At one point, Charlie started calling me his “best friend.” Then he would switch teams and call his mom his best friend. Or he would think about it and decide that Olive was his best friend.

I realized that we didn’t want him to think about love as a limited resource. There’s a great book about birth order, “Born to Rebel: Birth Order, Family Dynamics, and Creative Lives” that talks about how sibling jealously and rivalry can sometimes develop when kids feel that there’s a limited amount of love in the family.

So we decided to make the concept of a best friend plural, and only talk about “best friends.” Now when we ask Charlie who his best friends are, he says, “Mommy and Daddy and Olive and Grandma and [Obaachan (my mom)] and  [his nanny] and [his teachers at school] and [his friends at school].”

It actually has really helped him see that we can all best friends with each other, and that Mommy and Daddy and Charlie and Olive can all be close and love each other. Love is not always a zero sum game. Charlie really seems to understand that now, and it’s helped him become more loving than ever!

2) Don’t compare the kids

It is so easy to compare the kids, and sometimes Bee and I would even say out loud that Olive isn’t standing yet or that Charlie was much better with his hands when he was the same age as Olive.

We’ve noticed that the kids really pick up on this stuff — especially Charlie, since he can talk! So we’ve cut way back on that, and never make any explicit comparisons between the kids.

3) Don’t encourage your kids to compare themselves to each other: don’t praise for talent, but praise for hard work

In the same way, we’re careful not to compare the kids implicitly by praising one kid for their specific talents. We never call one kid “smart” or “good looking,” but instead always make a big effort to praise their work ethic instead.

I didn’t even realize that we were doing this, until we started spending time with a lot of friends and family during our recent trip! The words “smart” and “beautiful” were thrown around a lot by family, which was sweet… until I heard Charlie describe himself by saying, “I’m smart!”

That sort of stuff might eventually work itself into a sibling rivalry, as the kids start comparing themselves to their sibling all by themselves. Instead, we focus everyone on the same thing: we all work hard towards our goals, together.

4) Don’t compete with your kids

Sometimes Charlie and I “build” together, which basically consists of us sitting down and stacking blocks high into the sky! I will casually tease him that my blocks are “better,” and he will instantly snap into competition mode and tell me that his blocks are better or higher than mine!

I’ve noticed that when Olive crawls past us in those moments, that he is much less likely to be friendly with her. Or that shortly after, he will tell her that she is not good at something. Boo…

Since then, I’ve made a big effort never to compare myself to the kids – even in jest. This has been really helpful, and I think has helped the two kids become closer in recent weeks!

5) Encourage joint play

This isn’t always easy, since Charlie likes to build things but Olive likes to knock things down!
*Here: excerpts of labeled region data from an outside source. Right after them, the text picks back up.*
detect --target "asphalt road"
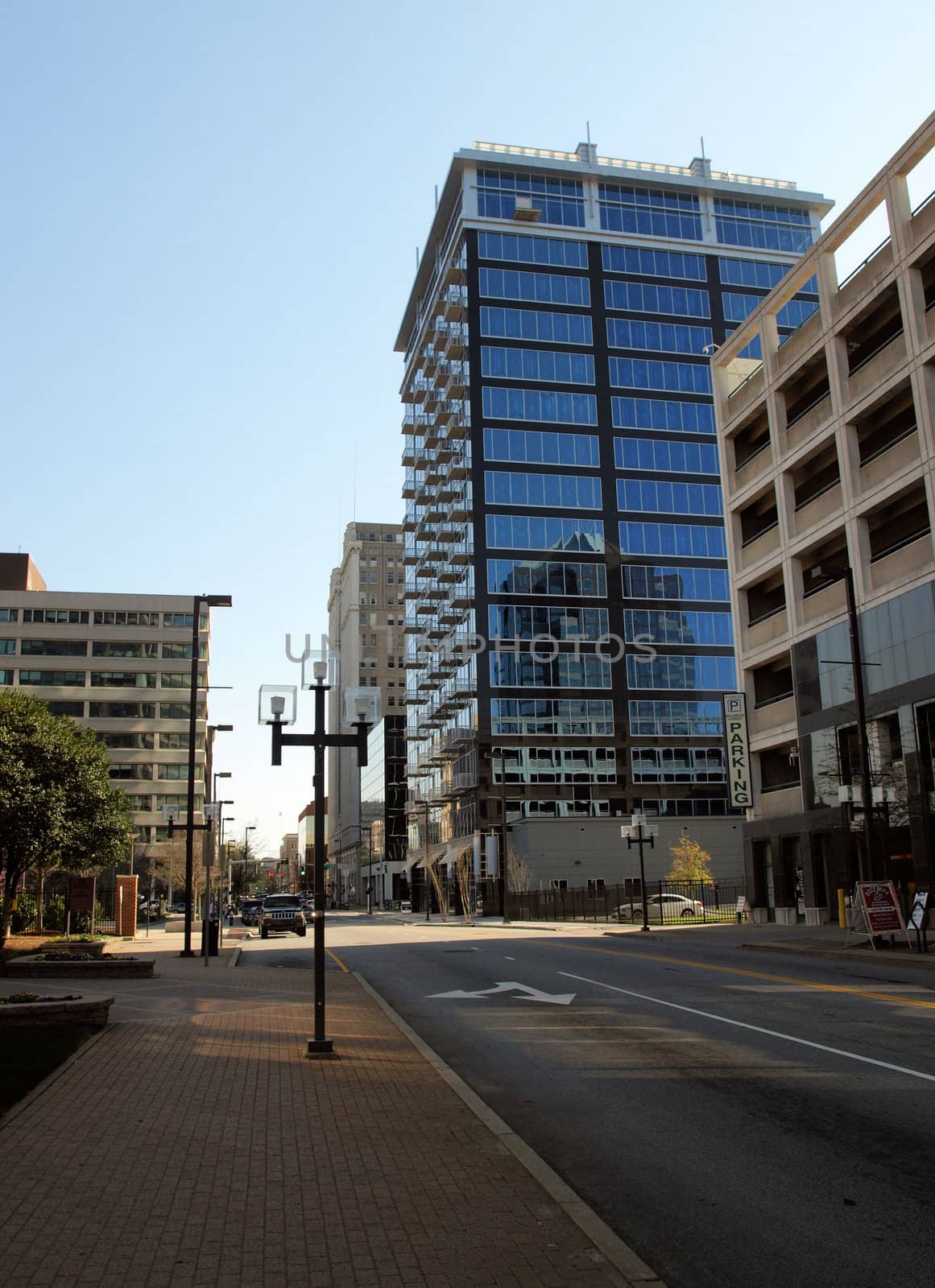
[242,921,935,1288]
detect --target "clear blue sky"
[0,0,935,852]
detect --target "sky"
[0,0,935,854]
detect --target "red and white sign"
[858,881,905,935]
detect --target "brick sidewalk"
[0,945,658,1288]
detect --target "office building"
[397,143,830,885]
[0,555,211,865]
[715,114,935,923]
[327,520,406,889]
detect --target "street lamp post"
[619,814,660,930]
[181,595,233,957]
[260,661,380,1056]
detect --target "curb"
[741,944,935,970]
[350,971,666,1288]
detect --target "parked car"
[241,899,262,926]
[258,894,305,939]
[617,894,705,921]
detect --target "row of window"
[486,604,610,642]
[617,479,724,515]
[484,429,600,469]
[486,514,604,554]
[619,519,728,559]
[480,344,594,385]
[0,608,207,630]
[11,670,207,689]
[626,653,737,689]
[631,747,726,783]
[613,438,720,474]
[482,383,600,425]
[490,653,610,689]
[623,608,734,648]
[484,470,605,513]
[628,698,724,738]
[607,358,711,391]
[600,246,707,282]
[0,639,205,658]
[478,232,587,268]
[486,559,606,599]
[621,564,730,603]
[610,394,718,434]
[606,318,714,361]
[604,279,711,318]
[479,268,591,308]
[480,304,594,345]
[490,698,613,738]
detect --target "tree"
[0,689,133,945]
[666,832,715,885]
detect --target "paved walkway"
[0,935,660,1288]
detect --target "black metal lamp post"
[260,662,380,1056]
[180,595,233,957]
[619,814,660,930]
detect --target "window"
[715,197,811,255]
[608,357,711,394]
[598,183,702,241]
[19,671,85,687]
[92,640,158,657]
[617,479,724,515]
[480,304,594,345]
[623,608,734,646]
[478,169,585,228]
[484,429,600,469]
[600,246,707,282]
[88,702,156,720]
[486,514,604,554]
[486,604,610,640]
[23,608,89,626]
[93,609,160,626]
[484,470,602,510]
[92,671,156,689]
[478,232,587,268]
[621,564,730,603]
[613,438,720,474]
[486,559,606,599]
[479,268,591,308]
[630,698,724,738]
[619,522,728,559]
[480,344,594,385]
[606,318,711,354]
[604,279,711,318]
[626,653,737,689]
[490,652,610,689]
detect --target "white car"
[617,894,705,921]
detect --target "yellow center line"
[325,948,350,975]
[548,939,935,1011]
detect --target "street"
[241,914,935,1288]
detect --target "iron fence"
[506,881,746,926]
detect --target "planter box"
[0,997,114,1032]
[39,939,105,957]
[6,956,155,980]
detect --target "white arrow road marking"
[426,979,577,1006]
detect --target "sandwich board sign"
[845,881,911,949]
[724,693,754,809]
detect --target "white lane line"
[557,970,935,1082]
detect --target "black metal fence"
[10,872,118,935]
[506,881,746,926]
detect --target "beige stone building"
[329,520,406,894]
[0,555,220,876]
[714,114,935,923]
So when both kids are around, we try and encourage Charlie to play with dolls and non-knockdownable toys! It has really helped them get along!

Or we’ll give them a toy and have them both play with it.

Looking over this list, our real focus has been on creating a strong family unit. Rather than focus on loving each child individually, we’ve created a unit of four people and made it clear that we all love each other so, so much. And that we will always love and support everyone in our family.

This inclusive language has really helped nip any sibling rivalries in the bud, and have helped Charlie and Olive become loving and close! I love watching Olive lovingly gaze at her brother:

Or seeing Charlie give her a loving hug in the morning:

Ah our little munchkins… seeing you two grow to love each other has made our love for you both grow and grow and grow!

Do you ever worry about sibling rivalries between your kids?  Are your kids “best friends”?